Given a matrix A over field F of order 5x5, with tr(A)=0, and p(A)=1, find the eigenvalues of A.
If the question would have been over C/R I would have found an answer, but this F field thing is too much for me...
Thanks!
Given a matrix A over field F of order 5x5, with tr(A)=0, and p(A)=1, find the eigenvalues of A.
If the question would have been over C/R I would have found an answer, but this F field thing is too much for me...
Thanks!
Since the rank is 1, there exists vectors $\displaystyle x$ and $\displaystyle y$ such that $\displaystyle A = xy^T$(Prove this!)
This matrix has atmost one non zero eigenvalue. Clearly $\displaystyle x$ is an eigen vector corresponding to the non-zero(if it is...) eigenvalue $\displaystyle x^T y$.

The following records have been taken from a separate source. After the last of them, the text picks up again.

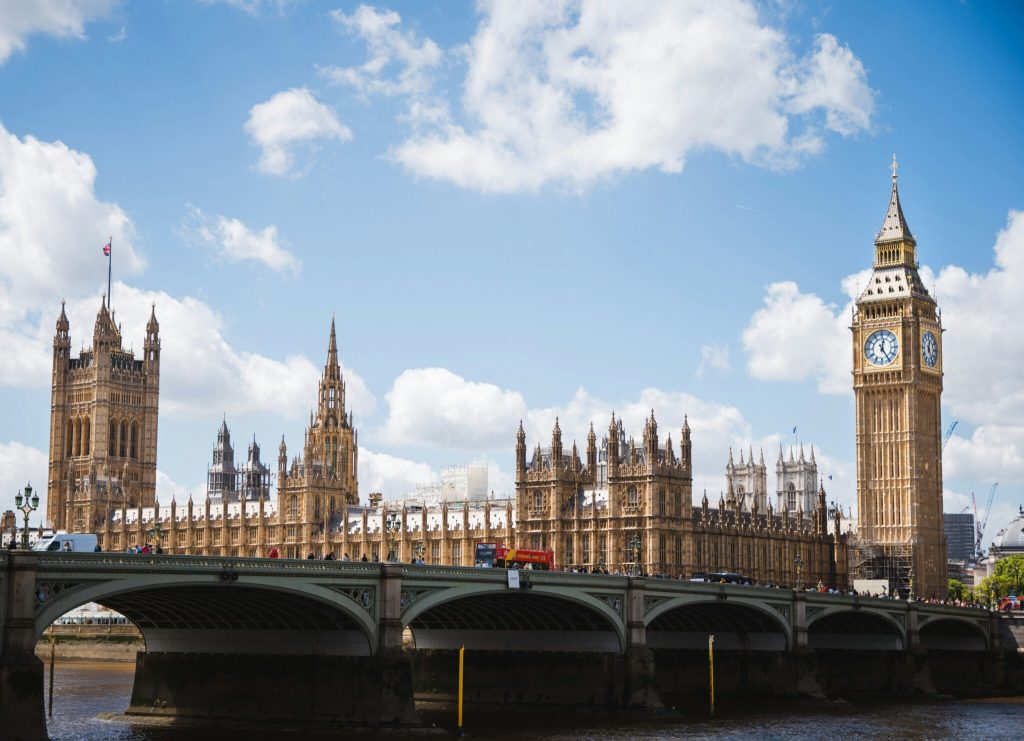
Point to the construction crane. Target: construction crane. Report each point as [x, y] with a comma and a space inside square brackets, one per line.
[949, 433]
[984, 518]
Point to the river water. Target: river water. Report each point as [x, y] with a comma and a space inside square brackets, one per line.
[89, 698]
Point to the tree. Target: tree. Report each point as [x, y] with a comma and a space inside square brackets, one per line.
[991, 589]
[1012, 569]
[957, 590]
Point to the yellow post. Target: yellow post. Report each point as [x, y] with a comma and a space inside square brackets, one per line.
[462, 656]
[711, 669]
[52, 657]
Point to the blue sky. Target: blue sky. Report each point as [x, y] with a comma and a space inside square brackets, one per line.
[513, 211]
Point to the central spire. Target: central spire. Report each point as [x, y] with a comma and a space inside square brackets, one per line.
[894, 228]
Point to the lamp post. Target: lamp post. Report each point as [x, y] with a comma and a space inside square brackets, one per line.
[634, 554]
[31, 504]
[391, 525]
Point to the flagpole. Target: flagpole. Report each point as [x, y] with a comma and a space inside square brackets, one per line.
[110, 264]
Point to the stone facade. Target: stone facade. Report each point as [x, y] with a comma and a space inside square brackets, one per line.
[897, 383]
[103, 412]
[596, 512]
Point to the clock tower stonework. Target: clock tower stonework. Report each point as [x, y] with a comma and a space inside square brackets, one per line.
[897, 384]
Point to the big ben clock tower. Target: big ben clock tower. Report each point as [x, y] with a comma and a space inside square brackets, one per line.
[897, 384]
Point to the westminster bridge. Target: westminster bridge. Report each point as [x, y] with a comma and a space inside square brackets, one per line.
[322, 642]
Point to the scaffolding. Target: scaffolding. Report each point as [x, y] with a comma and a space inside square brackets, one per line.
[894, 563]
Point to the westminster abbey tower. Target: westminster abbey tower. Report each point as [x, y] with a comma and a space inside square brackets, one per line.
[103, 408]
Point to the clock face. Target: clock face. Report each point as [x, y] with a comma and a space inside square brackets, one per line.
[881, 347]
[929, 349]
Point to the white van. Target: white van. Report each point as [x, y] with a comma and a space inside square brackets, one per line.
[67, 541]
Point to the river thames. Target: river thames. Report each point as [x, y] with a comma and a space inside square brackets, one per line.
[89, 698]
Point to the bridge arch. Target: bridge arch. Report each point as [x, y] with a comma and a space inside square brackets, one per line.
[185, 613]
[684, 622]
[947, 633]
[494, 617]
[857, 629]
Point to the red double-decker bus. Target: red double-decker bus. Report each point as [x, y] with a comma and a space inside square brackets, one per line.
[503, 557]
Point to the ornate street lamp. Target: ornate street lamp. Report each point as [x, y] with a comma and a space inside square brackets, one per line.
[31, 504]
[392, 523]
[634, 550]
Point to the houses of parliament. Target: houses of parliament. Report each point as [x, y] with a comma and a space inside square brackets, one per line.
[619, 504]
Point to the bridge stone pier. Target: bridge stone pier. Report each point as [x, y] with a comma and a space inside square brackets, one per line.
[320, 644]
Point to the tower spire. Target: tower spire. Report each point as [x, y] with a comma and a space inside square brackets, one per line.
[894, 228]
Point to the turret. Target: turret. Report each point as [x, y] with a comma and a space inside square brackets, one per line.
[282, 462]
[61, 338]
[685, 446]
[612, 446]
[592, 450]
[151, 347]
[556, 446]
[520, 451]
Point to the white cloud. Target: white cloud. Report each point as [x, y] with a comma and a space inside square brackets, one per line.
[394, 477]
[47, 204]
[20, 465]
[201, 371]
[62, 18]
[53, 226]
[236, 242]
[289, 121]
[570, 92]
[797, 336]
[714, 355]
[436, 407]
[391, 50]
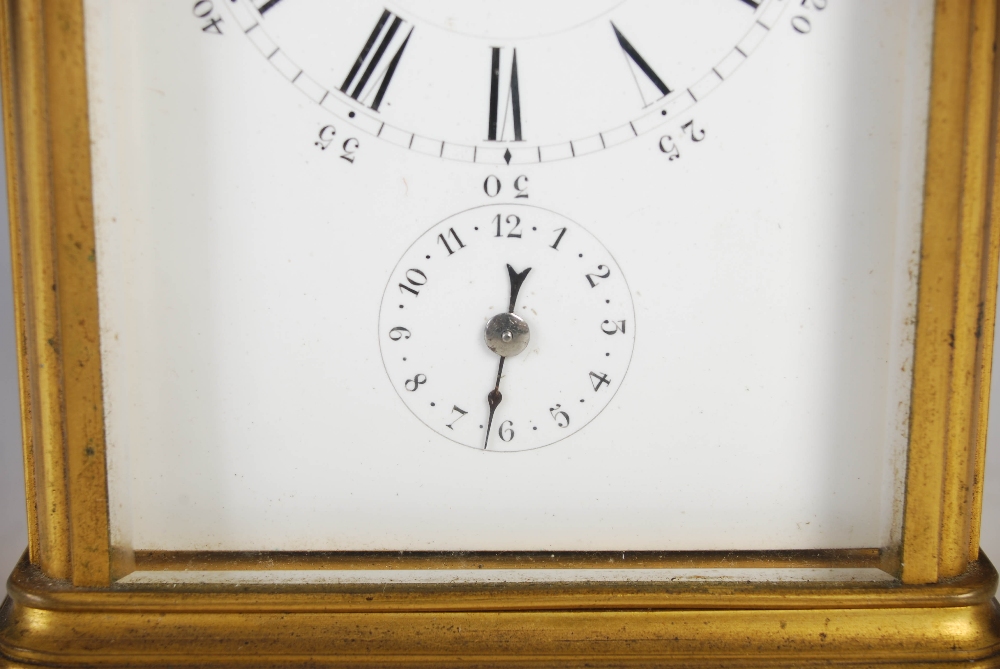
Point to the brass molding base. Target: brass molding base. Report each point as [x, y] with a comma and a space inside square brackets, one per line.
[48, 622]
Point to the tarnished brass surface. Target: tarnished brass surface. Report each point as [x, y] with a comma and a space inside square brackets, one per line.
[592, 624]
[950, 396]
[52, 234]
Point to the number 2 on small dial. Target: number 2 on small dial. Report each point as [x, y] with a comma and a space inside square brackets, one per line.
[510, 220]
[596, 275]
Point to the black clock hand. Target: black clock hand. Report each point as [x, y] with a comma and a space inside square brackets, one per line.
[493, 399]
[515, 285]
[495, 396]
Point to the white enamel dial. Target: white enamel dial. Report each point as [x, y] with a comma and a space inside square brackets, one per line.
[454, 279]
[470, 81]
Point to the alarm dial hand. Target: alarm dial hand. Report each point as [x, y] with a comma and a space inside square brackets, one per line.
[506, 334]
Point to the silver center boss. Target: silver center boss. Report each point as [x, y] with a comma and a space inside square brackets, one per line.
[507, 334]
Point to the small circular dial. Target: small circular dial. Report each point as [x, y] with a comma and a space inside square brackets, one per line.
[515, 82]
[506, 327]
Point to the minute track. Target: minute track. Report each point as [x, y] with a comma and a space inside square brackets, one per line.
[381, 103]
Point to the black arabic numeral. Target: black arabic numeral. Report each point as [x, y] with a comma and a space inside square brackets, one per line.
[398, 333]
[510, 220]
[591, 277]
[414, 383]
[492, 186]
[669, 147]
[204, 9]
[560, 417]
[415, 278]
[521, 186]
[350, 145]
[696, 134]
[326, 135]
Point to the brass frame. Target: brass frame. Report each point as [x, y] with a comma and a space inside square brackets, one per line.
[67, 608]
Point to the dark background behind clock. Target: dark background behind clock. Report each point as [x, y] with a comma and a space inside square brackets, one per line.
[13, 536]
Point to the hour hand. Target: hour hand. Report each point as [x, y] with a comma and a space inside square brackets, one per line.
[516, 279]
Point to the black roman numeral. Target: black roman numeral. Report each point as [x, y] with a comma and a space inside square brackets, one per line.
[266, 6]
[640, 62]
[512, 104]
[380, 39]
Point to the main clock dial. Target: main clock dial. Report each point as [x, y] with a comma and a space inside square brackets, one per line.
[471, 81]
[506, 327]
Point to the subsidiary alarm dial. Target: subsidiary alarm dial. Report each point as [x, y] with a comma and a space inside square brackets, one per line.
[507, 328]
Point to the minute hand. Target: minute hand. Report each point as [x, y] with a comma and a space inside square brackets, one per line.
[495, 396]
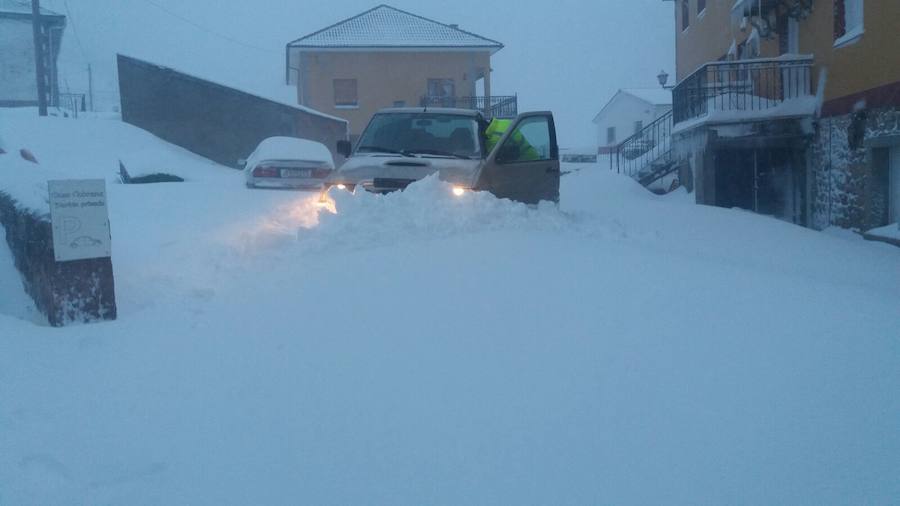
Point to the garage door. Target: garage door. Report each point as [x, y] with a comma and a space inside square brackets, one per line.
[895, 185]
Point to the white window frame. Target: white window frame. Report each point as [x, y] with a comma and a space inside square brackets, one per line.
[854, 22]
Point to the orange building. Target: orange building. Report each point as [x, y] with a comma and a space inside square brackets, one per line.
[386, 57]
[791, 108]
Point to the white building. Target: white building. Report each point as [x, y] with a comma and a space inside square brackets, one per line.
[18, 84]
[628, 112]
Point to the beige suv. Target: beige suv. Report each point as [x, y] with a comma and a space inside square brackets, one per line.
[401, 146]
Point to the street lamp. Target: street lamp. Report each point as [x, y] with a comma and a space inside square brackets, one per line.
[663, 78]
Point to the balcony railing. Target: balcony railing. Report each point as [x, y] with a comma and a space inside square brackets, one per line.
[731, 91]
[492, 107]
[645, 151]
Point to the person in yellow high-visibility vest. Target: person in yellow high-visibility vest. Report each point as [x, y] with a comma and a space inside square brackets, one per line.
[495, 131]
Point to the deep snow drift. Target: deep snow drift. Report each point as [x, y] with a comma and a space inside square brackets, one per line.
[420, 348]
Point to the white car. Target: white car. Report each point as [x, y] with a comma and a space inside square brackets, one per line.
[288, 163]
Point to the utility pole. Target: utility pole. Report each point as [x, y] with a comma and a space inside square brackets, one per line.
[91, 85]
[39, 67]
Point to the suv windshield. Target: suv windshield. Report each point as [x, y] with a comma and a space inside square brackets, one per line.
[422, 134]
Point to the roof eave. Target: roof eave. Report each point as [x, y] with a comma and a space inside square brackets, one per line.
[361, 47]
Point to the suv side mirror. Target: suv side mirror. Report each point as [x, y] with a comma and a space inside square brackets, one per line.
[344, 148]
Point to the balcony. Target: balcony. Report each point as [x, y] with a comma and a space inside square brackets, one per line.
[745, 90]
[492, 107]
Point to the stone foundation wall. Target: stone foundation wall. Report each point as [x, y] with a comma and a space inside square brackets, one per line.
[65, 292]
[848, 173]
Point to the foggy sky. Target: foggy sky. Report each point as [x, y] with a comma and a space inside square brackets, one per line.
[568, 56]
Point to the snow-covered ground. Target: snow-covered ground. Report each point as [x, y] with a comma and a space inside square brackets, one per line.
[420, 348]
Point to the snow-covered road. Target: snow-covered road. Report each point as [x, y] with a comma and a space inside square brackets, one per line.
[423, 349]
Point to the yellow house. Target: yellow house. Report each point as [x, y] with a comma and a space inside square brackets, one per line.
[791, 108]
[386, 57]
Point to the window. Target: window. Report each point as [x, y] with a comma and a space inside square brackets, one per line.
[435, 134]
[848, 21]
[444, 88]
[529, 142]
[345, 93]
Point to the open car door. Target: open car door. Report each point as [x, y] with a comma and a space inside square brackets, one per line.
[524, 165]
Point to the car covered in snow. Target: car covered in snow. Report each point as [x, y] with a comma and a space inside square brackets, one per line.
[403, 145]
[288, 162]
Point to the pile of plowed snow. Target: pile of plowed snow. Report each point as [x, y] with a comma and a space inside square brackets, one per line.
[426, 210]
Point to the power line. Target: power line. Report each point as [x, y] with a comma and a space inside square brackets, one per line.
[207, 30]
[75, 32]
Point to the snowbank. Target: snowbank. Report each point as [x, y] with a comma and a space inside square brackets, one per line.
[427, 210]
[419, 348]
[84, 148]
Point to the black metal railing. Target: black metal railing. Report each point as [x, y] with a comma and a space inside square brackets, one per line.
[492, 107]
[651, 146]
[742, 87]
[71, 102]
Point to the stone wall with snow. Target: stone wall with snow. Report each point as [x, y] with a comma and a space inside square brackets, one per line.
[850, 169]
[80, 291]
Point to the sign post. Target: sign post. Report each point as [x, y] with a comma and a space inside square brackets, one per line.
[80, 219]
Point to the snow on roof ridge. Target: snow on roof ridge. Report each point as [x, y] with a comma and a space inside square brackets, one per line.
[387, 26]
[655, 96]
[23, 7]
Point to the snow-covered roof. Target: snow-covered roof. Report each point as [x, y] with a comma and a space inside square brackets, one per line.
[387, 27]
[654, 96]
[291, 148]
[22, 7]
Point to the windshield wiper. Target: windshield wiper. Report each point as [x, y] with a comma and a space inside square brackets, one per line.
[379, 149]
[438, 152]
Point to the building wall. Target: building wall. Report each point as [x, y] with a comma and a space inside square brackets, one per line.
[214, 121]
[17, 79]
[852, 69]
[850, 167]
[709, 36]
[622, 112]
[860, 118]
[384, 78]
[869, 63]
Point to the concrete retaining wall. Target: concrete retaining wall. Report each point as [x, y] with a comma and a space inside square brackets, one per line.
[212, 120]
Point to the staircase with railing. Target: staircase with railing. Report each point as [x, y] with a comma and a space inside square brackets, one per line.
[492, 107]
[647, 155]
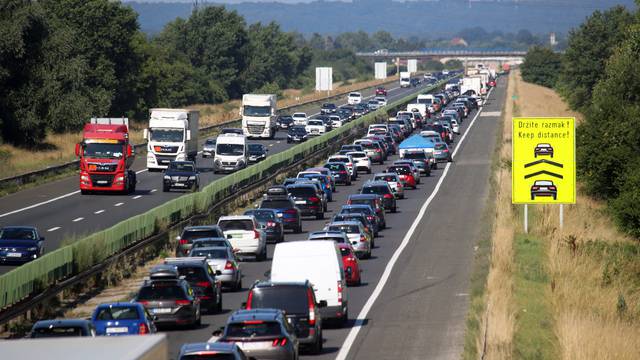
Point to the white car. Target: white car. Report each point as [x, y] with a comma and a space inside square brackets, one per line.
[361, 161]
[315, 127]
[300, 119]
[354, 98]
[245, 235]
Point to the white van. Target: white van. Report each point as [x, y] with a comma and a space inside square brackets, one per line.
[319, 262]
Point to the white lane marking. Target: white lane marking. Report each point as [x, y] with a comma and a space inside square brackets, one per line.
[39, 204]
[353, 333]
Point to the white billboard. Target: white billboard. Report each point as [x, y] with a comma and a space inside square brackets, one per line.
[412, 65]
[381, 70]
[324, 79]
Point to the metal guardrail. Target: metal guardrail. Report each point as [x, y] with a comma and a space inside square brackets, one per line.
[33, 176]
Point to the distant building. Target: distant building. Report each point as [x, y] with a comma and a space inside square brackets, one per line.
[459, 42]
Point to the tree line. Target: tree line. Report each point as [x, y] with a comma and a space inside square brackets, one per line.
[64, 61]
[599, 75]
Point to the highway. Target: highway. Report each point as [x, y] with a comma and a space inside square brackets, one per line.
[413, 300]
[59, 211]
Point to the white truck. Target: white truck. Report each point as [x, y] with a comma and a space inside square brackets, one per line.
[231, 153]
[405, 79]
[259, 117]
[172, 135]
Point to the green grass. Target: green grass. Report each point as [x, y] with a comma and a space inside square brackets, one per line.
[534, 334]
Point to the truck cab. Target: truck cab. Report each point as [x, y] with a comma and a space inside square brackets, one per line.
[231, 153]
[259, 117]
[172, 135]
[106, 156]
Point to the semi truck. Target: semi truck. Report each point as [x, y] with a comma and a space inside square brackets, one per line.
[172, 135]
[105, 156]
[259, 117]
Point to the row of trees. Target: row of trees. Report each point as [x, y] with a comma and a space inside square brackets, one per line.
[63, 61]
[599, 75]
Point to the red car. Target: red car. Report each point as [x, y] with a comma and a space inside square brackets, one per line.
[350, 264]
[405, 173]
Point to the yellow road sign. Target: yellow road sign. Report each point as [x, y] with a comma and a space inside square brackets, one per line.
[543, 166]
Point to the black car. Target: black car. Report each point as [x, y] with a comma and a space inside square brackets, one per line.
[328, 108]
[169, 297]
[181, 175]
[284, 121]
[20, 244]
[202, 279]
[298, 301]
[306, 198]
[257, 152]
[273, 226]
[297, 133]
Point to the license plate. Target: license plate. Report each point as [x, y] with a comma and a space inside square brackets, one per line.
[117, 330]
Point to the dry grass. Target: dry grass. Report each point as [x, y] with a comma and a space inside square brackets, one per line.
[60, 147]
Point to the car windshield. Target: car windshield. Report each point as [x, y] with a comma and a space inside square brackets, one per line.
[57, 331]
[211, 253]
[230, 149]
[256, 110]
[252, 329]
[17, 234]
[103, 151]
[244, 224]
[117, 313]
[291, 299]
[166, 135]
[185, 167]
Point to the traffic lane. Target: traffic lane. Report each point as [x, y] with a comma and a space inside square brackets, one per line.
[421, 312]
[373, 268]
[79, 215]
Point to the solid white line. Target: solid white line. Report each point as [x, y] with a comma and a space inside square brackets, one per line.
[39, 204]
[353, 333]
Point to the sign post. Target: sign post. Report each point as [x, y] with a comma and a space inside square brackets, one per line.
[543, 166]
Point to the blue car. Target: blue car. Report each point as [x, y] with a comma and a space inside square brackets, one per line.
[116, 319]
[20, 244]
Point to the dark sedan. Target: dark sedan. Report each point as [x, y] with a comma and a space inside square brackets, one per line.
[20, 244]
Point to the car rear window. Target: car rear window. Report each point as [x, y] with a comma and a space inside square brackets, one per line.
[117, 313]
[291, 299]
[227, 225]
[252, 329]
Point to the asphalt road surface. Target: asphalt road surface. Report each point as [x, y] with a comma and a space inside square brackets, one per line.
[413, 300]
[59, 211]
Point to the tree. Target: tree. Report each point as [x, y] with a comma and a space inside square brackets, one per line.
[589, 47]
[541, 66]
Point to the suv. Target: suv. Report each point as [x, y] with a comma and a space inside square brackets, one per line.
[307, 200]
[202, 279]
[381, 188]
[169, 297]
[190, 233]
[298, 301]
[261, 334]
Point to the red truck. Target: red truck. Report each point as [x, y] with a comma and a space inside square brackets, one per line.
[106, 156]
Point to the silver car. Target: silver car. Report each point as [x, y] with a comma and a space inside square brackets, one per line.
[222, 258]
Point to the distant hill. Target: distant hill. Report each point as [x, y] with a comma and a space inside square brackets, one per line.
[412, 18]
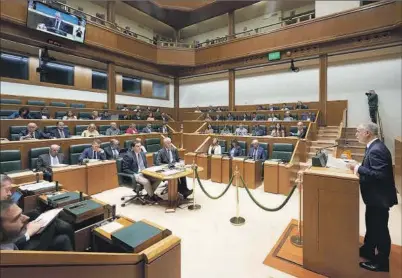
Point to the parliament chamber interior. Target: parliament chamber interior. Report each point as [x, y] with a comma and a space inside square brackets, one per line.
[168, 139]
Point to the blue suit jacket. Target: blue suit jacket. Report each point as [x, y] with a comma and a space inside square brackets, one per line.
[88, 153]
[377, 184]
[260, 153]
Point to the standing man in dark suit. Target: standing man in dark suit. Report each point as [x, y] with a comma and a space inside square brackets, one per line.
[46, 161]
[377, 186]
[113, 150]
[169, 155]
[60, 131]
[134, 161]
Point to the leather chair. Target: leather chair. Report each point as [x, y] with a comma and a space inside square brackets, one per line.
[58, 104]
[152, 144]
[282, 151]
[14, 132]
[75, 152]
[79, 129]
[77, 105]
[10, 101]
[34, 154]
[4, 114]
[36, 102]
[10, 161]
[60, 114]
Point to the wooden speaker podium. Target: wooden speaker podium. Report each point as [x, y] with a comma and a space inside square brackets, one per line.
[331, 222]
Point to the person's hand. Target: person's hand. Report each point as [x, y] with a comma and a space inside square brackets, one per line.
[33, 228]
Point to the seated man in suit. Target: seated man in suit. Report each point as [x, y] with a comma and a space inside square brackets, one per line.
[169, 155]
[30, 239]
[17, 233]
[93, 152]
[32, 132]
[256, 152]
[134, 161]
[60, 131]
[46, 161]
[112, 130]
[113, 150]
[147, 129]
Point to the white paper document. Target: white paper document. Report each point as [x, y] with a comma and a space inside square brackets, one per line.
[111, 227]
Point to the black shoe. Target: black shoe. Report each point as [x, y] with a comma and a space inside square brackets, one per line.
[187, 193]
[374, 266]
[365, 253]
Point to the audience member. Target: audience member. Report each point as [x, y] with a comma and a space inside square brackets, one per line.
[32, 132]
[113, 150]
[134, 161]
[60, 131]
[169, 155]
[256, 152]
[215, 148]
[69, 116]
[22, 113]
[112, 130]
[90, 131]
[93, 152]
[46, 161]
[132, 129]
[241, 131]
[235, 149]
[147, 129]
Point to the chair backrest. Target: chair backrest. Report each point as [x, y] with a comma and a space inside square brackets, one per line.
[282, 151]
[10, 101]
[36, 102]
[75, 152]
[77, 105]
[79, 129]
[10, 161]
[153, 144]
[14, 132]
[35, 153]
[58, 104]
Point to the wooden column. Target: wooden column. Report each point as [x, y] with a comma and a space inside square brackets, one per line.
[111, 11]
[111, 86]
[232, 89]
[176, 99]
[231, 24]
[323, 88]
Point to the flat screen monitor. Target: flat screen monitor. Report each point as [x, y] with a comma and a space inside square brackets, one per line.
[56, 22]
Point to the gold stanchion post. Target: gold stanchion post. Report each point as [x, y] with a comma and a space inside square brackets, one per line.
[194, 206]
[297, 240]
[237, 220]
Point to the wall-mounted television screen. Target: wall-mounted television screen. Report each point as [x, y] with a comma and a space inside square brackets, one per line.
[53, 21]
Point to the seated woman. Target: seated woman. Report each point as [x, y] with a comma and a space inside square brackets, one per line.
[150, 117]
[235, 149]
[69, 116]
[214, 148]
[209, 130]
[90, 132]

But observe that $\displaystyle \text{Tr} (xy^T) = x^Ty$, thus all eigenvalues of A are 0.
Answer to second question:
Observe that $\displaystyle Ax = (xy^T)x = x(y^Tx) = (y^Tx)x$. If you still cant see it, observe that $\displaystyle y^Tx$ is a scalar.
Answer to question 1:
We will show that any eigenvector corresponding to a non-zero eigenvalue is a scalar multiple of x.
Let us say it had an eigenvector z, corresponding to a eigen value $\displaystyle \alpha$ ,then $\displaystyle Az = \alpha z \implies (xy^T)z = \alpha z \implies (y^T z) x = \alpha z $ , Thus if $\displaystyle \alpha \neq 0$, z is in the span of x.